At least according to the woman in my favorite State Farm commercial. The ad introduces State Farm’s online claim-filing app, but the real humor comes when the woman explains her worldview to her neighbor: she believes anything she sees on the internet. To prove it, she introduces her “French model” boyfriend—someone she met online and is absolutely convinced is legitimate. The punchline comes when he quietly offers a half-hearted “Uhh, bonjour,” signaling exactly how believable he is. The humor works because the audience immediately recognizes the exaggeration and irony—we get the joke before the characters fully do. That shared understanding is why this commercial makes such a useful lens for examining the divide between the Frankfurt School and the Birmingham School of cultural and critical theory.
The Frankfurt School—most notably Theodor Adorno and Max Horkheimer—argued that popular culture functions as a “culture industry” designed to suppress the masses and maintain capitalist dominance. In their view, mass-produced media strips art of its value, promotes conformity, and creates pseudo-individuality: the illusion of choice in a system that ultimately offers none. Audiences, in this framework, are largely passive. Individuality is an illusion, critical thinking is dulled, and popular culture becomes something done to people rather than something they meaningfully engage with.

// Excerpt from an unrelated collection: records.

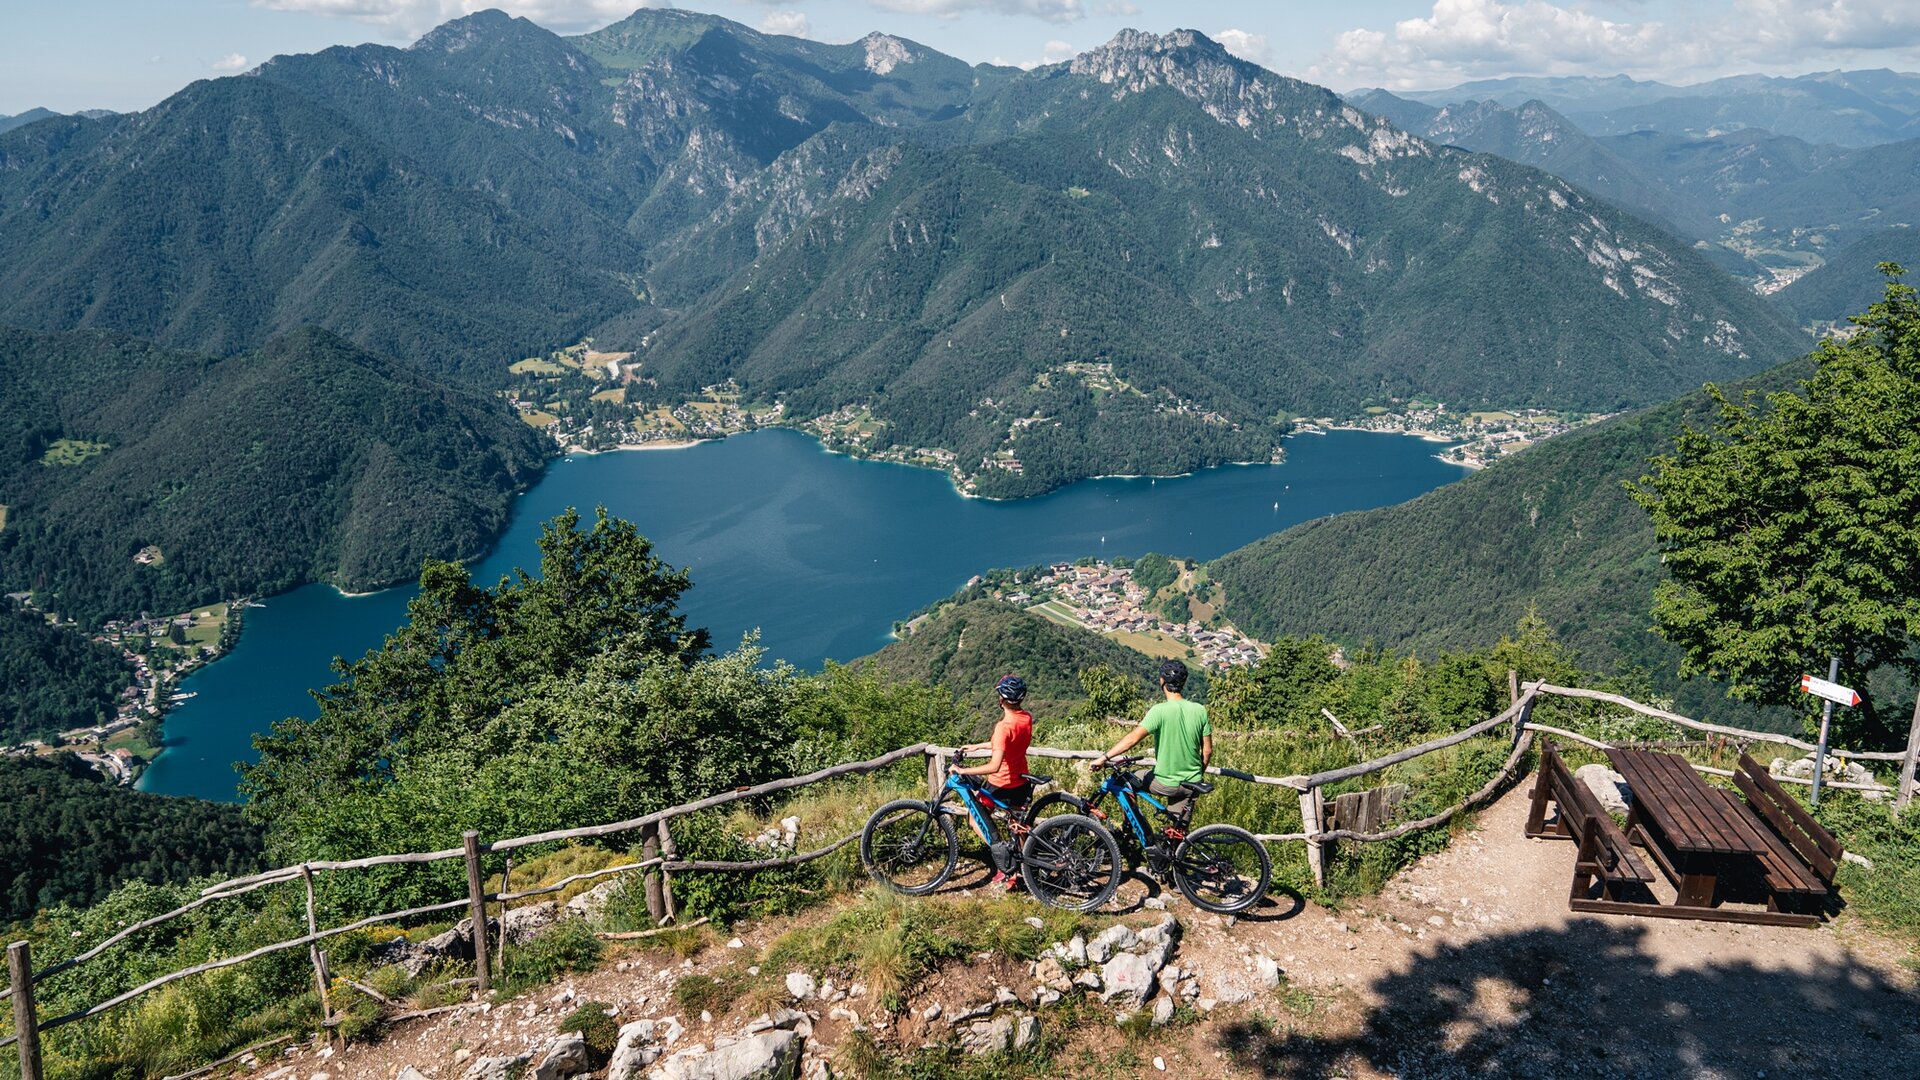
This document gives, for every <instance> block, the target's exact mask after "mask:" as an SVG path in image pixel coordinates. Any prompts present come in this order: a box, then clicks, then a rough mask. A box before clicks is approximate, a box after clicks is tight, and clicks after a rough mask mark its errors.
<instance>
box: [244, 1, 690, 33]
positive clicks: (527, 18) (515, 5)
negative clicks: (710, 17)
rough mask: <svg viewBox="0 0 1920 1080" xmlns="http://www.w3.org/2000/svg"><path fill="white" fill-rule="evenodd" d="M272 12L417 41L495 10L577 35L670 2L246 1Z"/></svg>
mask: <svg viewBox="0 0 1920 1080" xmlns="http://www.w3.org/2000/svg"><path fill="white" fill-rule="evenodd" d="M250 2H252V4H253V6H255V8H269V10H275V12H307V13H313V15H334V17H340V19H353V21H359V23H372V25H376V27H382V29H386V31H390V33H392V35H394V37H419V35H422V33H426V31H430V29H434V27H438V25H440V23H445V21H449V19H459V17H461V15H470V13H474V12H484V10H488V8H499V10H501V12H507V13H509V15H520V17H526V19H532V21H536V23H540V25H541V27H547V29H549V31H557V33H578V31H593V29H599V27H605V25H607V23H612V21H618V19H624V17H628V15H632V13H634V10H636V8H668V6H672V4H670V0H250Z"/></svg>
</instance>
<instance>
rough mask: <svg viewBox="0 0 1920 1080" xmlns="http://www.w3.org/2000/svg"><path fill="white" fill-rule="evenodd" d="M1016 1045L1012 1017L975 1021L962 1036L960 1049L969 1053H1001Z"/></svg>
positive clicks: (960, 1041)
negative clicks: (1014, 1038) (1014, 1037)
mask: <svg viewBox="0 0 1920 1080" xmlns="http://www.w3.org/2000/svg"><path fill="white" fill-rule="evenodd" d="M1012 1045H1014V1020H1012V1017H998V1019H993V1020H975V1022H973V1024H968V1030H966V1032H962V1034H960V1049H964V1051H968V1053H1000V1051H1004V1049H1010V1047H1012Z"/></svg>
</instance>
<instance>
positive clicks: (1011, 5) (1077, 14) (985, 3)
mask: <svg viewBox="0 0 1920 1080" xmlns="http://www.w3.org/2000/svg"><path fill="white" fill-rule="evenodd" d="M868 4H872V6H876V8H881V10H885V12H902V13H908V15H941V17H948V19H952V17H958V15H966V13H977V12H983V13H995V15H1033V17H1035V19H1044V21H1048V23H1071V21H1077V19H1085V17H1087V6H1085V4H1081V0H868ZM1116 8H1133V6H1131V4H1100V12H1102V13H1106V12H1110V10H1116Z"/></svg>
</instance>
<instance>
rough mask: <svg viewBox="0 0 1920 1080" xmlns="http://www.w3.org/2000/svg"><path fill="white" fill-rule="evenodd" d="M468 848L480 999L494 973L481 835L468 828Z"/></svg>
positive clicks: (464, 832) (482, 995)
mask: <svg viewBox="0 0 1920 1080" xmlns="http://www.w3.org/2000/svg"><path fill="white" fill-rule="evenodd" d="M461 844H463V846H465V847H467V911H468V917H470V919H472V920H474V978H476V980H478V982H480V997H486V995H488V988H490V986H492V980H490V976H492V972H490V970H488V963H486V878H484V876H480V834H478V832H474V830H472V828H468V830H467V832H463V834H461Z"/></svg>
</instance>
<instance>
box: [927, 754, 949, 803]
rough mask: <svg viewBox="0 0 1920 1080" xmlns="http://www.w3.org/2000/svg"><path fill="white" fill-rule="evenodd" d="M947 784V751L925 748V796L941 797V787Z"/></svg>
mask: <svg viewBox="0 0 1920 1080" xmlns="http://www.w3.org/2000/svg"><path fill="white" fill-rule="evenodd" d="M945 786H947V751H943V749H927V798H929V799H937V798H941V788H945Z"/></svg>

There is value in this critique. The Frankfurt School was responding to a media environment that was centralized and profit-driven. Their concern about standardization and commodification remains relevant. However, their perspective assumes a fixed and pessimistic view of the audience—one that leaves little room for awareness, resistance, or personal responsibility- and I don't completely buy it.
The Birmingham School offers a more flexible and realistic alternative. Scholars such as Raymond Williams and Stuart Hall rejected the idea of the passive audience and instead emphasized interpretation, negotiation, and agency. Meaning is not simply transmitted from producer to consumer; it is actively constructed. Popular culture becomes a site of struggle rather than suppression, where dominant messages can be accepted, challenged, or reworked.
The State Farm commercial depends entirely on this assumption. The joke would not work if viewers were truly uncritical. Instead, it assumes a media-literate audience—one that understands online deception and can laugh at the absurdity of believing everything encountered on the internet. The audience is not being fooled; they are being invited to recognize the manipulation.
This challenges the Frankfurt School’s claim that popular culture inevitably dulls critical thinking. Awareness changes the relationship entirely. Once a message is understood, its power can diminish. Awareness leads to understanding, and understanding allows individuals to choose how much influence a message holds over them. Popular culture, from this perspective, is not inherently dangerous—it can be reflective and even corrective when audiences are encouraged to engage critically.
While the Frankfurt School’s warnings about commodification remain important, their complete dismissal of audience capability feels increasingly outdated. The Birmingham School allows consumers to rise to the occasion, assuming people are capable of learning, resisting, and choosing better. Ultimately, popular culture doesn’t lose its power when it’s consumed—it loses its power when it’s understood.
If popular culture were truly designed to suppress us, why does so much of it rely on our ability to “get the joke”?
Loved the title and topic of this blog! I really liked how you used the State Farm commercial to show the difference between the Frankfurt and Birmingham Schools! Your point that the joke only works if the audience is media-literate makes a lot of sense, especially today when so many ads rely on irony or self-awareness. I also loved how you pushed back on the idea that audiences are completely passive, because it does feel outdated in a digital culture where people are constantly commenting, remixing, and reacting.
ReplyDeleteI kept thinking about whether getting the joke actually reduces the ad’s power. Even if viewers recognize the exaggeration or manipulation, they’re still watching, laughing, and remembering the brand. I think awareness could weaken the culture industry. I’m curious where the line is between critical engagement and still being pulled into the system!